I due anticipi hanno parlato chiaro. In quello delle 18 fra Juve e Napoli, dopo un'ora e venti di muscoli e noia, a spezzare l'equilibrio c'hanno pensato due outsider pescati dalla panchina.Vuol dire che i bianconeri, oltre a un ottimo undici hanno anche i ricambi giusti. Prima Caceres infilatosi come un coltello nel burro della difesa partenopea, sin lì impeccabile, poi il diciannovenne Pogba con un tiro al volo degno di un veterano hanno firmato il pesante successo. Segno che il francesino è uno che ha attributi e che i bianconeri si sono assicurati un potenziale nuovo Vieira. I bianconeri volano in testa da soli. Sette vittorie e un pari in otto gare. Quattro successi su quattro nel fortino di casa con dieci gol fatti e uno subito. Un rullo compressore.

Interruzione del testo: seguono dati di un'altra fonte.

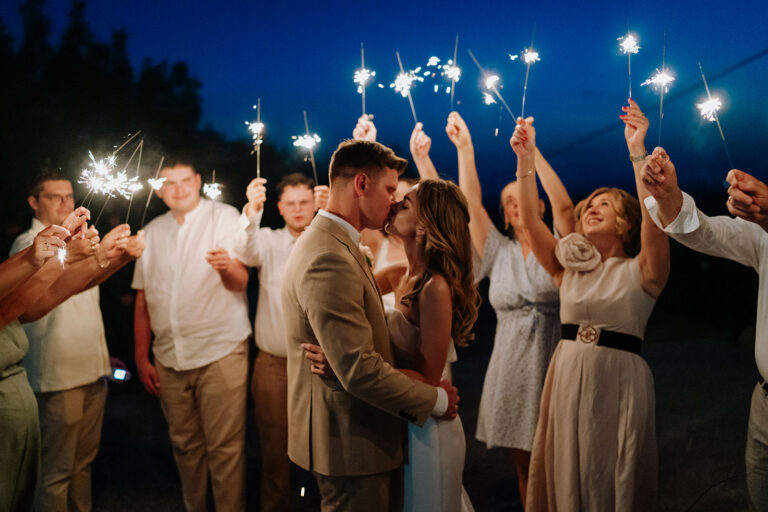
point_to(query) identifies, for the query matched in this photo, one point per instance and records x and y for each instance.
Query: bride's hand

Tutto il contrario del Milan che l'anno scorso si fece strappare lo scudetto dalla banda Conte nelle ultime giornate. I milanesi (cinque ko in otto partite) hanno una classifica preoccupante. Se oggi tutte quelle dietro dovessero vincere Allegri si ritroverebbe al penultimo posto in classifica. Ed è un campanello d'allarme perché otto giornate sono già un quinto del campionato. Ieri sera la Lazio di Petkovic ha dominato per buona parte della gara, portandosi con estrema facilità sul 3-0 con Hernanes, Candreva e Klose. Uniche note positive per il Milan: il rientro di Pato e l'ennesimo squillo di El Shaarawy che ha messo dentro l'illusorio 3-2. Da questi due Allegri può e, forse, deve ripartire per provare a navigare in acque tranquille in quella che comunque è una stagione già compromessa.